Bhatia adds that facility management companies and security guards providers currently get their workers to do two shifts of 12 hours after getting necessary approvals. "The new provision means less regulatory hassle and makes it very easy for the company to deploy staff," he says.
However, labour economists feel draft rules currently favour employers and don't take into account worker welfare as much as they should.
"While the Government has been doing considerable work on issue of ease of doing business, it has to be a two-way street when it comes to worker rights, safety, health and working conditions as well," Sinha of India Ratings says.
India is talking of becoming a manufacturing hub for the world, but a country can't provide world class products and services without taking care of its people. "Extension of working hours should have met with a similar increase in provisions for wellbeing and safety of the labour which isn't really the case," he says.

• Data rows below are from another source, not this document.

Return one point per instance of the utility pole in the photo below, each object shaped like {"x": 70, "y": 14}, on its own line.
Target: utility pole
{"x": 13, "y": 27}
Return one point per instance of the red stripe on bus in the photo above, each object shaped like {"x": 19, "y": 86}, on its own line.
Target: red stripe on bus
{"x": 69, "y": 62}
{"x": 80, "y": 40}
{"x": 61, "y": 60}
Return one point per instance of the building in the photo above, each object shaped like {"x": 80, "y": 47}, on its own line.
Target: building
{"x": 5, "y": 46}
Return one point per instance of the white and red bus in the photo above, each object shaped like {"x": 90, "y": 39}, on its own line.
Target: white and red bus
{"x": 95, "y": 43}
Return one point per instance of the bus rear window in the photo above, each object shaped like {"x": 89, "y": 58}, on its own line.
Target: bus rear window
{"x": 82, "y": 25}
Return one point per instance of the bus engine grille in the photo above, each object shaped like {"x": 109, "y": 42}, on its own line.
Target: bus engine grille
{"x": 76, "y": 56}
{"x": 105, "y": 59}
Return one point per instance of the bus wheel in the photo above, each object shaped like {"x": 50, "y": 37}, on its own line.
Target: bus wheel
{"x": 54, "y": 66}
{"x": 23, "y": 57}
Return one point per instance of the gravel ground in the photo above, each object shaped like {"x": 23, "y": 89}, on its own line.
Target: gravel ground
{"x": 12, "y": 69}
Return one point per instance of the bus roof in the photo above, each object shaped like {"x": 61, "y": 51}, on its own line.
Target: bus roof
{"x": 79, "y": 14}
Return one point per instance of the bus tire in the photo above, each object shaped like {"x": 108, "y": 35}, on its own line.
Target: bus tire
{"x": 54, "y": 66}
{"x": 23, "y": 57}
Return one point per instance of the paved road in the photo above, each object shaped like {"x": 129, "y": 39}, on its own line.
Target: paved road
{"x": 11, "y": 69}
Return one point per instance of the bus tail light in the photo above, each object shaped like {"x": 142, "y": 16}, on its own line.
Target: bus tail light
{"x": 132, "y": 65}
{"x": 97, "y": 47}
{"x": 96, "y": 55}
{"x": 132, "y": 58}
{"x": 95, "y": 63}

For instance, by making 12 hours as a spread-over time, and if travel time is included (which in metros is easily another 60 minutes) then the work-life balance of the workers will be adversely affected, says K.R. Shyam Sundar, Professor, HRM Area, XLRI, Xavier School of Management. "It might also reduce the number of people employed as the organisation would want to get more work done from less number of people," he says.
Another contentious rule is the one that asks employers to provide free annual health examination for every worker who has completed 45 years of age.
Sundar says this will exclude a good proportion of workers in a factory and in other covered establishments and encourage employers to hire younger workers to reduce labour cost. "This not only constitutes a 'age discrimination' practice and also segment the workforce in an establishment by age," he says.
Safety is also not adequately provided for, some feel. Under the rules, safety committee is mandatory for factories with more than 500 workers, and for factories engaging in hazardous process the threshold is 250 workers.
"With tremendous improvements taking place in the field of technology (robotics, automation, AI, etc.) and the rise of capital intensive industries, the average size of a factory will be less than 500+ but safety considerations could be significant in them as well if not more. In case of smaller establishments, i.e. <500, workers will have to wait for the special or the general order for establishment of the committee," says Sundar.